Parere di Precontenzioso n. 4 del 15/01/2009 - rif. PREC275/08/L d.lgs 163/06 Articoli 38, 73 - Codici 38.1.1, 73.1
Nel caso di società in accomandita semplice, i requisiti di moralità di cui all’art. 38, c. 1, lett. b) e c) del d. lgs. 12 aprile 2006, n. 163 devono essere posseduti dai soci accomandatari e dal direttore tecnico, i quali, secondo la previsione del c. 2 del medesimo articolo, sono tenuti a presentare dichiarazione sostitutiva.

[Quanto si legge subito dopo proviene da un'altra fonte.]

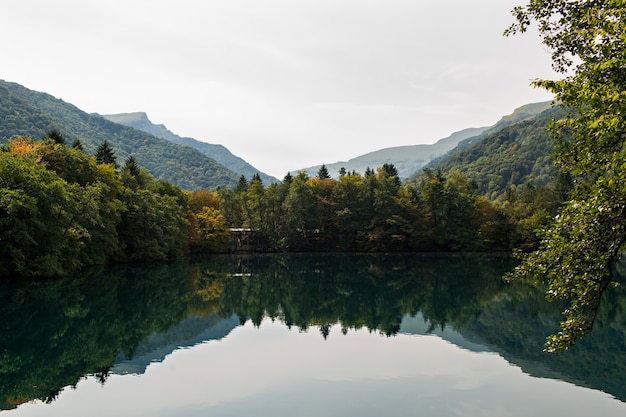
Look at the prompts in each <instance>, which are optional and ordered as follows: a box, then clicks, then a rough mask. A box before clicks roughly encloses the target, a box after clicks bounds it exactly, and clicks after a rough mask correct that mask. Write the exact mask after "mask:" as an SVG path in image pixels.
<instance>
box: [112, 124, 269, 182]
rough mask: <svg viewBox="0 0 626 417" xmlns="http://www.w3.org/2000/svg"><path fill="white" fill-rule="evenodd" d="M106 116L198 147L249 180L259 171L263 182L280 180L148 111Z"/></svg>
mask: <svg viewBox="0 0 626 417" xmlns="http://www.w3.org/2000/svg"><path fill="white" fill-rule="evenodd" d="M104 117H105V118H107V119H109V120H111V121H112V122H115V123H119V124H122V125H125V126H130V127H132V128H135V129H138V130H141V131H143V132H146V133H149V134H151V135H153V136H156V137H157V138H163V139H166V140H169V141H170V142H174V143H176V144H179V145H185V146H190V147H192V148H194V149H197V150H198V151H200V152H202V153H203V154H204V155H206V156H208V157H210V158H213V159H215V160H216V161H217V162H219V163H220V164H222V165H224V166H225V167H226V168H228V169H230V170H231V171H233V172H235V173H237V174H239V175H245V176H246V178H247V179H248V180H250V179H251V178H252V177H253V176H254V174H257V173H258V174H259V175H260V176H261V180H263V183H264V184H266V185H267V184H271V183H275V182H279V181H278V180H277V179H276V178H274V177H272V176H270V175H267V174H265V173H263V172H261V171H259V170H258V169H256V168H255V167H253V166H252V165H250V164H249V163H247V162H246V161H244V160H243V159H241V158H239V157H238V156H235V155H233V154H232V153H231V152H230V151H229V150H228V149H227V148H226V147H225V146H222V145H215V144H211V143H206V142H202V141H199V140H196V139H193V138H188V137H181V136H178V135H176V134H174V133H172V132H171V131H170V130H168V129H167V128H166V127H165V125H162V124H154V123H152V122H151V121H150V120H149V119H148V115H147V114H146V113H143V112H135V113H119V114H106V115H104Z"/></svg>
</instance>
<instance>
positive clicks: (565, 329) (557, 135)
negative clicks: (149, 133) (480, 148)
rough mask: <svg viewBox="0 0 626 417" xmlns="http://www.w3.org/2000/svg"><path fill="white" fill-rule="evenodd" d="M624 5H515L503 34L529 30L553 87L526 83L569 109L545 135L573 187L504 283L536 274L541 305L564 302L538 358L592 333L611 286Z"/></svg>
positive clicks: (622, 68) (530, 3)
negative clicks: (560, 210) (574, 181)
mask: <svg viewBox="0 0 626 417" xmlns="http://www.w3.org/2000/svg"><path fill="white" fill-rule="evenodd" d="M625 12H626V4H625V3H624V2H623V1H621V0H597V1H583V0H575V1H573V0H532V1H530V2H529V3H528V5H526V6H523V7H521V6H520V7H516V8H515V9H514V10H513V15H514V16H515V18H516V23H514V24H513V25H512V26H511V27H510V28H509V29H508V30H507V31H506V32H505V34H507V35H508V34H515V33H522V32H525V31H526V30H527V29H528V27H529V26H530V25H531V24H533V22H536V23H537V26H538V29H539V34H540V36H541V37H542V39H543V43H544V44H545V45H546V46H547V47H548V48H549V49H550V51H551V53H552V61H553V68H554V69H555V70H556V71H557V72H559V73H561V74H563V75H564V78H562V79H560V80H556V81H555V80H537V81H535V82H534V84H535V85H536V86H538V87H542V88H545V89H547V90H548V91H551V92H552V93H554V94H555V99H556V101H557V102H561V103H562V104H563V105H564V106H566V107H567V108H569V109H570V112H569V114H568V116H566V117H565V118H564V119H562V120H559V121H557V122H555V123H553V124H552V125H551V127H550V130H549V131H550V133H551V136H552V137H553V140H554V143H555V146H556V149H557V152H556V154H555V163H556V165H557V166H558V167H559V168H560V169H561V170H563V171H565V172H571V173H572V174H573V175H574V176H575V180H576V183H575V184H576V185H575V187H574V189H573V190H572V191H571V192H570V194H569V201H567V202H566V203H565V204H564V205H563V207H562V209H561V211H560V213H559V215H558V216H556V217H555V220H554V222H553V223H552V224H551V225H550V226H549V227H547V228H544V229H543V230H542V232H541V238H542V241H541V243H540V246H539V249H538V250H537V251H535V252H532V253H530V254H526V255H524V256H523V262H522V263H521V264H520V266H519V267H518V268H517V269H516V270H515V271H514V272H513V273H512V274H511V275H510V278H511V279H521V278H525V277H531V276H536V277H539V278H540V279H541V280H542V281H544V282H545V283H546V285H547V297H548V299H550V300H553V299H566V300H568V302H569V307H568V308H567V309H566V310H565V311H564V312H563V314H564V316H565V320H564V321H563V322H562V323H561V331H560V332H559V333H558V334H557V335H552V336H550V337H549V338H548V340H547V342H546V350H548V351H555V350H560V349H563V348H567V347H569V346H570V345H572V344H573V343H574V342H575V340H576V339H577V338H578V337H579V336H581V335H584V334H586V333H587V332H589V331H590V330H591V328H592V326H593V323H594V320H595V317H596V314H597V310H598V307H599V305H600V300H601V298H602V294H603V293H604V292H605V290H607V289H608V288H611V287H613V286H615V285H616V283H615V282H614V281H613V275H612V271H611V266H612V264H613V263H614V261H615V260H616V259H617V258H618V256H619V255H620V254H621V253H622V251H623V249H624V243H625V241H626V192H625V191H626V164H624V160H626V148H625V147H624V144H625V140H626V134H625V133H624V132H626V118H624V114H626V112H625V111H626V76H625V74H626V37H625V36H624V33H626V21H625V20H624V18H623V16H624V13H625Z"/></svg>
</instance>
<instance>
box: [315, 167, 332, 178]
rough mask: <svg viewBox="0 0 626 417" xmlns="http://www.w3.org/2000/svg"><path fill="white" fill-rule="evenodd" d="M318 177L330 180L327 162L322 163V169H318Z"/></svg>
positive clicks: (329, 174)
mask: <svg viewBox="0 0 626 417" xmlns="http://www.w3.org/2000/svg"><path fill="white" fill-rule="evenodd" d="M317 178H319V179H320V180H329V179H330V174H329V173H328V168H326V165H325V164H322V166H321V167H320V169H319V170H318V171H317Z"/></svg>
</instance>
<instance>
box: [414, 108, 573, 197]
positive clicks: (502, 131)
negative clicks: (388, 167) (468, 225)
mask: <svg viewBox="0 0 626 417" xmlns="http://www.w3.org/2000/svg"><path fill="white" fill-rule="evenodd" d="M565 114H566V112H565V111H564V110H563V109H560V108H554V109H550V110H546V111H544V112H543V113H541V114H540V115H538V116H536V117H533V118H532V119H530V120H525V121H521V122H519V123H516V124H513V125H511V126H509V127H506V128H503V129H501V130H499V131H497V132H496V133H492V134H490V135H488V136H486V137H485V138H484V139H482V140H481V141H479V142H478V143H476V144H474V145H473V146H471V147H468V148H466V149H463V150H459V151H458V152H457V153H455V154H453V155H451V156H450V157H449V158H447V159H444V160H440V161H439V162H438V163H437V164H433V165H430V167H431V168H430V169H439V170H441V171H442V172H443V173H448V172H452V171H459V172H461V173H463V174H464V175H466V176H467V177H469V178H471V179H472V180H473V181H474V182H475V183H476V186H477V191H478V192H480V193H482V194H484V195H485V196H487V197H488V198H489V199H492V200H494V199H498V198H500V199H502V198H503V197H504V194H505V193H506V190H507V189H508V188H509V187H510V186H520V185H525V184H533V185H534V186H537V187H541V186H545V185H546V184H547V183H548V182H549V181H550V178H551V177H552V176H553V175H554V174H555V173H556V172H557V169H556V168H555V167H554V163H553V161H552V158H551V153H552V152H553V150H554V148H553V145H552V142H551V140H550V137H549V135H548V132H547V131H546V126H547V125H548V124H549V123H550V122H551V121H554V120H560V119H561V118H562V117H564V115H565ZM417 178H419V176H417V175H416V176H414V177H412V178H411V179H410V180H409V181H408V182H409V183H416V180H417Z"/></svg>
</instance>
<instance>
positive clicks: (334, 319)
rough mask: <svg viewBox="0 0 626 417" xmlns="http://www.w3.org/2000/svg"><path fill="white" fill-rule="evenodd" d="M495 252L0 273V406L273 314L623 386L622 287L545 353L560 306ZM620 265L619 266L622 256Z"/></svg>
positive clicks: (56, 394) (105, 379) (314, 328)
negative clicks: (14, 281)
mask: <svg viewBox="0 0 626 417" xmlns="http://www.w3.org/2000/svg"><path fill="white" fill-rule="evenodd" d="M511 266H512V260H511V259H509V258H507V257H498V256H475V255H473V256H470V255H440V256H433V255H429V256H423V257H422V256H402V255H388V256H382V255H379V256H373V255H350V256H348V255H343V256H342V255H333V256H326V255H317V256H310V255H301V256H249V257H229V256H219V257H211V258H197V259H191V260H185V261H181V262H176V263H173V264H171V265H162V266H157V267H142V268H139V267H136V268H119V269H115V270H112V271H95V270H93V271H86V272H84V273H82V274H80V275H77V276H74V277H71V278H68V279H66V280H62V281H55V282H39V283H29V284H5V285H2V286H0V303H1V304H0V305H1V307H0V308H1V311H0V326H2V328H1V332H0V352H2V362H1V364H0V408H2V409H7V408H12V407H14V406H16V405H18V404H21V403H23V402H26V401H29V400H32V399H35V398H38V399H42V400H46V401H52V400H54V399H55V398H56V396H57V395H58V393H59V391H60V390H61V389H63V387H65V386H68V385H69V386H72V385H75V384H77V382H78V381H79V380H81V378H82V377H83V376H84V375H88V374H92V375H97V376H98V378H99V380H100V381H101V383H104V384H106V381H107V378H110V376H111V375H112V374H116V373H117V374H126V373H142V372H144V371H145V369H146V367H147V366H148V364H150V363H152V362H155V361H162V360H163V359H164V358H165V357H167V355H169V354H170V353H171V352H172V351H173V350H175V349H178V348H180V347H185V346H192V345H195V344H197V343H201V342H204V341H207V340H214V339H220V338H222V337H224V336H225V335H226V334H228V333H229V332H231V331H232V330H233V329H235V328H236V327H238V326H240V325H241V324H244V323H251V324H253V325H254V326H260V325H261V323H262V322H263V321H264V320H267V319H268V318H269V319H270V320H276V321H280V322H283V323H285V324H286V325H287V326H289V327H292V328H297V329H300V330H303V331H306V330H311V328H314V331H315V332H317V331H319V333H320V336H319V338H320V339H321V340H323V339H326V338H329V339H332V338H335V337H342V335H341V334H342V333H343V334H347V333H350V332H356V331H357V330H359V331H362V330H369V331H370V332H380V333H382V334H384V335H388V336H392V335H395V334H397V333H398V332H401V333H429V332H435V333H439V334H441V335H442V337H447V338H448V340H451V341H452V342H453V343H455V344H457V345H459V346H461V347H464V348H469V349H472V350H477V349H489V350H492V351H496V352H498V353H499V354H500V355H502V356H503V357H504V358H506V359H507V360H508V361H509V362H511V363H515V364H518V365H519V366H520V367H521V368H522V369H523V370H524V371H525V372H527V373H529V374H532V375H536V376H542V377H551V378H554V377H556V378H559V379H564V380H568V381H571V382H575V383H577V384H579V385H584V386H589V387H593V388H595V389H601V390H604V391H606V392H609V393H611V394H612V395H614V396H615V397H617V398H619V399H621V400H622V401H624V400H626V388H625V387H626V372H625V371H626V369H624V368H625V367H626V348H625V344H624V340H625V338H624V336H625V331H624V329H625V328H626V326H625V323H624V317H626V315H624V307H626V297H624V292H623V290H620V291H617V292H613V293H611V294H609V297H607V298H606V299H605V300H604V301H605V302H604V305H603V307H602V309H601V311H600V316H599V318H598V322H597V326H596V329H595V330H594V333H593V334H592V335H591V336H590V337H588V338H585V339H583V340H582V341H581V342H580V343H578V344H577V345H576V346H575V347H574V348H573V349H571V350H570V351H569V352H566V353H564V354H561V355H547V354H543V353H542V350H541V349H542V345H543V341H544V339H545V337H546V335H547V334H549V333H551V332H554V331H555V329H556V328H557V325H558V321H559V319H560V316H559V308H558V307H559V306H554V305H551V304H548V303H546V302H545V301H544V300H543V295H542V293H541V292H540V291H536V290H535V289H533V288H530V287H526V286H522V285H516V286H506V285H505V284H503V282H502V280H501V279H500V276H501V275H502V273H503V272H504V271H506V270H508V269H510V267H511ZM620 267H621V266H620Z"/></svg>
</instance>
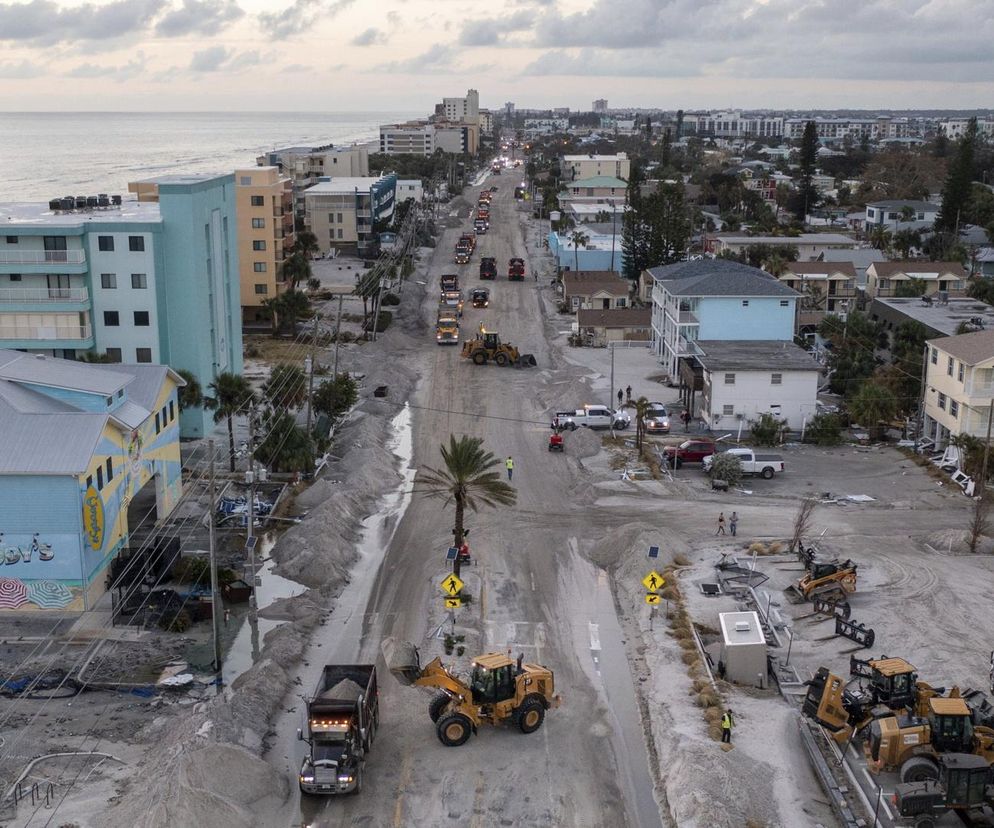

Nella fattispecie affrontata non appare conferente il richiamo all’art. 47, c. 2 del d.P.R. 28 dicembre 2000, n. 445, nella parte in cui si dispone che: “la dichiarazione resa nell’interesse proprio del dichiarante può riguardare anche stati, qualità personali e fatti relativi ad altri soggetti di cui egli abbia diretta conoscenza”. Il bando di gara, infatti, prevedeva in modo chiaro e univoco che le dichiarazioni fossero rese individualmente dai singoli interessati. Né la stazione appaltante, di fronte ad una tale carenza documentale, avrebbe potuto richiedere un’integrazione delle dichiarazioni senza incorrere in una violazione della normativa di settore, nonché del principio di par condicio dei concorrenti.